Cantor volta em CD surpreendente

Meu Coração é um Pandeiro apresenta Cauby Peixoto em ótima forma, mais contido e com ginga digna dos melhores bambas

Rodrigo Faour
06/10/2000
Apesar de ter gravado alguns sambas no decorrer de seus quase 50 anos de carreira é a primeira vez que o cantor lança um álbum dedicado ao gênero. O resultado pode ser conferido a partir do dia 30 quando a Som Livre põe nas lojas o CD Meu Coração É um Pandeiro, que reúne 14 sambas clássicos na voz do cantor e nas de alguns convidados do ramo. Apesar de possuir uma cancha mais jazzística, Cauby saiu-se bem no desafio de lançar-se aos sambas de raiz – ainda que os arranjos de seu produtor João de Aquino quase sempre dêem um jeito de aproveitar esse outro lado do cantor, mesmo que discretamente. Quem está acostumado às fossas e ao romantismo exacerbado do intérprete de Conceição e Nono Mandamento vai se surpreender. Pois o clima do CD é bem pra cima e o cantor, apesar de mostrar seu estilo inconfundível, dispensa maiores impostações vocais ou exageros inadequados ao gênero do disco.
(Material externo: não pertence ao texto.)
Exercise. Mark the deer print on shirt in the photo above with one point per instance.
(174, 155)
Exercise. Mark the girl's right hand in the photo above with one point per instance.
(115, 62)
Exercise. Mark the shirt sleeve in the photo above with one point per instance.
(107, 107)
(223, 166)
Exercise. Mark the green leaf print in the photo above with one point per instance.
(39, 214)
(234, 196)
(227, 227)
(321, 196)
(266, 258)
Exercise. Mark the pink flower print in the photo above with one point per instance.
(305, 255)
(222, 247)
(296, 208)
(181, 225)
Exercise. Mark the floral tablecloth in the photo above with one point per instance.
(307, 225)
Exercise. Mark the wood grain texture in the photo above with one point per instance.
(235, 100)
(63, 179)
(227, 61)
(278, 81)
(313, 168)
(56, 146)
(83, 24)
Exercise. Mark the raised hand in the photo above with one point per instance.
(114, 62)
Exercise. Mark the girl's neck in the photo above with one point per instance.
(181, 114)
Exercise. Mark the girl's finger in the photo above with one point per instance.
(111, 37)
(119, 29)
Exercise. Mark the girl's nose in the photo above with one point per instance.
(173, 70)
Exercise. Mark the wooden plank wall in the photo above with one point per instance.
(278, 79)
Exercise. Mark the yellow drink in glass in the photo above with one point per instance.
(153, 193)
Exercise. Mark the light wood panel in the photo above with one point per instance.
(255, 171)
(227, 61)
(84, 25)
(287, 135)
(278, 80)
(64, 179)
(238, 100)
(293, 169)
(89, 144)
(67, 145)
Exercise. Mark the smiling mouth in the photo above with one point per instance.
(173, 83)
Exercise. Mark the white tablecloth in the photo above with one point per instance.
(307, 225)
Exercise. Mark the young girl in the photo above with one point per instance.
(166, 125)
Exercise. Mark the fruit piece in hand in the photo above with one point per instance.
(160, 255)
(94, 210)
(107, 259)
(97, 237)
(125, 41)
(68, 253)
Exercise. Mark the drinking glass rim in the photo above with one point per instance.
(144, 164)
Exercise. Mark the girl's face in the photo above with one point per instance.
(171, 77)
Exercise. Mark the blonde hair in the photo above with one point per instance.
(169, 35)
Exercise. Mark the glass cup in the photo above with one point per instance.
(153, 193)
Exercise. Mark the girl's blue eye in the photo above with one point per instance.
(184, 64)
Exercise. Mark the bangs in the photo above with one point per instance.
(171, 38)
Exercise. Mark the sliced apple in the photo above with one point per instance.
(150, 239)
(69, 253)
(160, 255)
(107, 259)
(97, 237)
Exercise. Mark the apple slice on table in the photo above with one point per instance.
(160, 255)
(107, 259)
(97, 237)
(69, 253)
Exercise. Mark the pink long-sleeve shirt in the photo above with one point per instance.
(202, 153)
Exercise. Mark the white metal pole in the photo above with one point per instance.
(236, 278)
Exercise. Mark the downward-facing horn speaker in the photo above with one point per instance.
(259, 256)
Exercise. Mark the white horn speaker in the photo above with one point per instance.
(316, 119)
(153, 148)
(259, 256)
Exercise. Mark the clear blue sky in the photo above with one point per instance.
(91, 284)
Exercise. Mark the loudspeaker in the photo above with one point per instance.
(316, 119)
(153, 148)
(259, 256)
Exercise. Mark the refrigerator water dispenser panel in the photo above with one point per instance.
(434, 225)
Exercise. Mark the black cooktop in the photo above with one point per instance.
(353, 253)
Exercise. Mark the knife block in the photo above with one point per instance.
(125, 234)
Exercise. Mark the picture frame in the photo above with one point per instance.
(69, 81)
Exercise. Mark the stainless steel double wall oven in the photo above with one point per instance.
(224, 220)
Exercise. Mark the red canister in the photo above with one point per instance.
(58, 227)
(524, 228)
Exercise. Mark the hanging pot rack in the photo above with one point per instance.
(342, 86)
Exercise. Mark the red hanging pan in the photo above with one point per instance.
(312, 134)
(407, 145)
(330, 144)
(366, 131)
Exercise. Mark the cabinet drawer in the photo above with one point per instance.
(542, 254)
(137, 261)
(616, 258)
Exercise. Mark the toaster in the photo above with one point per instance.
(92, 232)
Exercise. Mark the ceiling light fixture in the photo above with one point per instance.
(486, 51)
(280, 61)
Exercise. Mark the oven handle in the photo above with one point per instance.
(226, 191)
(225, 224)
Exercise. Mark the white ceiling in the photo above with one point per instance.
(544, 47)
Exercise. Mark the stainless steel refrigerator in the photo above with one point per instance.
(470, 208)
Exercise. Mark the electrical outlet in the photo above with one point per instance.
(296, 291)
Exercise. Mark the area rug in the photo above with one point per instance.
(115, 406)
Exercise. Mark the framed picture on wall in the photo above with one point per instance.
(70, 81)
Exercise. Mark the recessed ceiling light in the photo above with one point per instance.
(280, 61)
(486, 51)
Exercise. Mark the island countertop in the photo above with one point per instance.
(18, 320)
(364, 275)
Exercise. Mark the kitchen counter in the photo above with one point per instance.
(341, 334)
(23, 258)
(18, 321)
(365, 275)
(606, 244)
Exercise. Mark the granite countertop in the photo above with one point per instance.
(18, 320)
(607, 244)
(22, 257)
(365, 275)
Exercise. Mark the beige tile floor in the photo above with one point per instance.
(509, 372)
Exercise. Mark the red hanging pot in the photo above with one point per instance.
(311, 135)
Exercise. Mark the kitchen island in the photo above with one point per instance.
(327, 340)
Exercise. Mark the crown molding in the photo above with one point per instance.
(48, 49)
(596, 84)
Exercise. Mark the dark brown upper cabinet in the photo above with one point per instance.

A melhor faixa é logo a de abertura, Eu Canto Samba (Paulinho da Viola) na qual Cauby deita e rola. Improvisa, brinca com a letra que diz "Há muito tempo que ouço dizer esse papo furado que o samba acabou". "Acabou é?" – indaga Cauby. E o coro responde: "Só se foi quando o dia clareou". Impagável. Paulinho participa, mas não nessa faixa, e sim na belíssima Onde a Dor Não Tem Razão, também de sua autoria, outro grande momento do CD. O renovador do partido alto, Martinho da Vila, desafia Cauby em Iaiá do Cais Dourado, em que se sai otimamente bem, tão à vontade quanto na faixa de abertura. Acreditar, com canja de Dona Ivone Lara, ganhou um arranjo com um pé na gafieira. Zeca Pagodinho também aparece no terreiro de Cauby com uma versão mais acelerada de Festa da Vinda, de Cartola e Nuno Veloso, com arranjo que beira a salsa em determinados momentos.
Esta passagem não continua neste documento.